魔王石欲しさかと思ったけど違うならなんのために?
「ヤバい思想の奴らが戦争を起こす理由ねぇ」
「魔王絡みだと思うと単に争い起こしたいだけとかかしらね?」
「そうなの?」
魔王絡み限定で?
「敵の血を流させ強い悪魔を召喚する…………」
「昔話でよくある魔王の悪行っすよ」
僕は事実確認のためにアルフを見る。
「よくあるわけじゃねぇよ。一回しかしてないし、その時は魔王側も多くの血が流れたから苦肉の策だったんだよ」
「だが戦場に悪魔がやってくるのはあるな。あれこそ愉快犯ではないのか」
「そうなんだ?」
「あ奴らは争いごとを好んで引っ掻き回すからな」
「グライフ、アシュトル以前に誰か悪魔に会ったことあるの?」
聞いた途端に渋い顔になるってことは。
「…………殺しても死なぬ悪魔だ」
「あー、あいつか。

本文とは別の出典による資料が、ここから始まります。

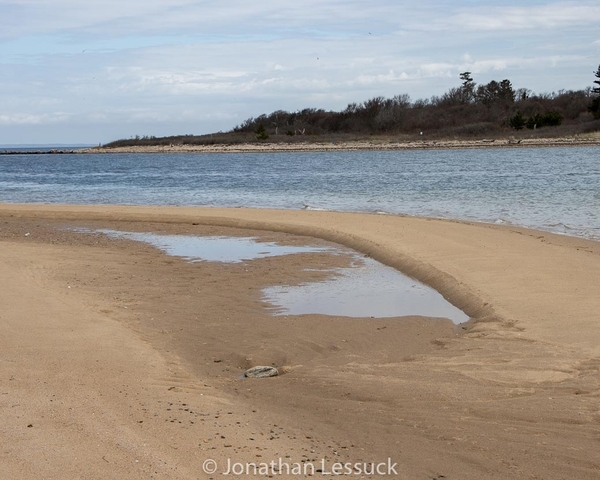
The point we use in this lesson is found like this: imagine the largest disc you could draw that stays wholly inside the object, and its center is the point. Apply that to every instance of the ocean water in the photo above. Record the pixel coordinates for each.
(553, 189)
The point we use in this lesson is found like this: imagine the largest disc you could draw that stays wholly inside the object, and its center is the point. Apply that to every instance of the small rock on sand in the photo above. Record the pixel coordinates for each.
(261, 372)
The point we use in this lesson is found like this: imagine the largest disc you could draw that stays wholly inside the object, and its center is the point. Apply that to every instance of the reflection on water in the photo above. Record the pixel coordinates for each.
(368, 289)
(214, 249)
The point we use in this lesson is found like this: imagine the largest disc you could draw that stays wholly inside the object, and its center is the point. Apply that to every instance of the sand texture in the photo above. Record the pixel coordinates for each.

のりが面倒だよなぁ」
アルフもわかる相手みたいでちょっと同情的な顔になる。
「お前みたいなの好きそうだもんな、あいつ」
「この上なく不愉快にさせられたぞ。あれは関わる者を腐らせる天才だ」
「まぁ、そういう悪魔だからな」
僕と金羊毛がわからない顔をしていると、アルフは真剣に忠告をくれた。
「悪魔は力だけじゃないんだぜ。中には従順で誰かに仕えることを望む悪魔もいる。そういう奴ほど搦め手で堕落させに来るから気をつけろ」
「つまりその搦め手がグライフには合わなかったってこと?」
「ふん」
グライフはそっぽ向く。
アルフは背中の羽根で飛びつつ、空中で胡坐を掻いた。
「俺としては傲慢の化身なら顎で使いそうだと思うんだけど。まぁ、そう言えばこのグリフォン群れから出奔したぼっちなんだよな」
またグライフがアルフに攻撃を始めるけど、今のはアルフが悪いと思う。
それにしても戦争と悪魔かぁ。
姫騎士に聞いてダークエルフにも聞いたし、次は悪魔に聞きに行ってみようかな?